Para obtener dicho consentimiento explícito lo ideal sería obtener una declaración escrita y firmada, algo complejo en el mercado digital. Otras alternativas:
- A través de un formulario electrónico.
- Enviando un email.
- Cargando un documento escaneado con la firma del usuario.
- Mediante firma electrónica.
- Por llamada telefónica siempre que la información se aporte al usuario de manera suficiente, inteligible y clara, y que se recabe mediante una confirmación específica (por ejemplo, presionando un botón o proporcionando confirmación oral).
- La verificación en dos etapas. Por ejemplo, primero se envía un email para notificar qué datos se van a tratar indicando que el usuario debe responder, en el caso de que esté de acuerdo, con el término «acepto». Tras esa respuesta el usuario recibirá un enlace de verificación o SMS con un código de verificación para que confirme de manera explícita su consentimiento.
Tras analizar estos puntos clave garantizan que el consentimiento sea una verdadera elección del interesado, dejando de lado cualquier tipo de imposición.
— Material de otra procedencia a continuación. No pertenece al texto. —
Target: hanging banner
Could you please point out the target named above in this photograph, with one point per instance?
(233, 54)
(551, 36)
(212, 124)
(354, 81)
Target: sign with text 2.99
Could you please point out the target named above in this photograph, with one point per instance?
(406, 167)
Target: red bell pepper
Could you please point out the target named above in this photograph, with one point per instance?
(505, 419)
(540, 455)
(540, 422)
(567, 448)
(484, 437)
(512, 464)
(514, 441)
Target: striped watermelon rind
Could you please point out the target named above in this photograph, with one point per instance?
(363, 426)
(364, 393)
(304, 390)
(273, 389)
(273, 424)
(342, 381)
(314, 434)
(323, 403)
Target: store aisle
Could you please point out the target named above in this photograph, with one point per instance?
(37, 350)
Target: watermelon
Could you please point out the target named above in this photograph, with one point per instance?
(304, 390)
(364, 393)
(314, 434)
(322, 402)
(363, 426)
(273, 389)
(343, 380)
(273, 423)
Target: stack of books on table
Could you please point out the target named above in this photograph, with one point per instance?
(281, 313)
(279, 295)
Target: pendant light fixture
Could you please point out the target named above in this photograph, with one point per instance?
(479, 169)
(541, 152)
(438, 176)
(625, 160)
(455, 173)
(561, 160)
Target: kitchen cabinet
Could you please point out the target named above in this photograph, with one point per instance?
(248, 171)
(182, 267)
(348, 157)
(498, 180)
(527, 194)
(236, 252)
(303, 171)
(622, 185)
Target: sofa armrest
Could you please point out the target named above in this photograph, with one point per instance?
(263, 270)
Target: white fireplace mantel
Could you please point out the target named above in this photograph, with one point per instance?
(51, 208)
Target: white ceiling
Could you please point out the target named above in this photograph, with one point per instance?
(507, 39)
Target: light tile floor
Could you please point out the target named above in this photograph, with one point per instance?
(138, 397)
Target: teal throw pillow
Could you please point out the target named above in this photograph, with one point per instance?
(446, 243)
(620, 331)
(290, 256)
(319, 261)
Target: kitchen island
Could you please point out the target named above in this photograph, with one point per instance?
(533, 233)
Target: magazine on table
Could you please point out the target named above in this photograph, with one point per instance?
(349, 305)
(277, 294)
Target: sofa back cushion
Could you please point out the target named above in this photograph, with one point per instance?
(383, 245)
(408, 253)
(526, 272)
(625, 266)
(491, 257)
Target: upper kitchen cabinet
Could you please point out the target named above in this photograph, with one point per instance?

Esto implica que se considere como consentimiento no válido:
- El conocido como «consentimiento en bloque» que agrupa las finalidades dentro de los términos y condiciones como una parte no negociable de aceptación. No podrá ser por lo tanto un único párrafo en los términos y condiciones de la página en el que se mezclen las diferentes finalidades.
- La vinculación de la aceptación de las condiciones con la provisión de un servicio en ámbitos o condiciones que no son necesarias para la prestación del servicio o la entrega del producto. Por ejemplo, imaginemos una aplicación que ofrece el servicio de edición de imágenes, pero especifica en los términos legales que solo dará acceso al servicio si el usuario aporta la información sobre la geolocalización por GPS (datos que serán utilizados para el envío de publicidad personalizada). Aportar información sobre la ubicación no es un consentimiento necesario para poder editar imágenes, por lo que no será un consentimiento libre y por lo tanto no será válido.
- El bloqueo de contenido web en los avisos de cookies en los que el propietario de la página obliga su aceptación para otorgar el acceso a la web.
Como buenas prácticas el documento destaca:
- El concepto de «granularidad» para los casos en los que un único servicio conlleva diferentes tipos de tratamientos de datos permite seleccionar de manera diferenciada qué finales se aceptan.
- La necesidad de demostrar que la opción de rechazar o retirar el consentimiento previamente otorgado es una opción real, de fácil acceso y que no generará costes o planteará desventajas o algún tipo de detrimento para el usuario.
- Proporcionar información específica con cada solicitud de consentimiento por separado sobre los datos que se procesan para cada finalidad con el objetivo de que el usuario tome conciencia sobre el impacto de sus decisiones y las alternativas disponibles.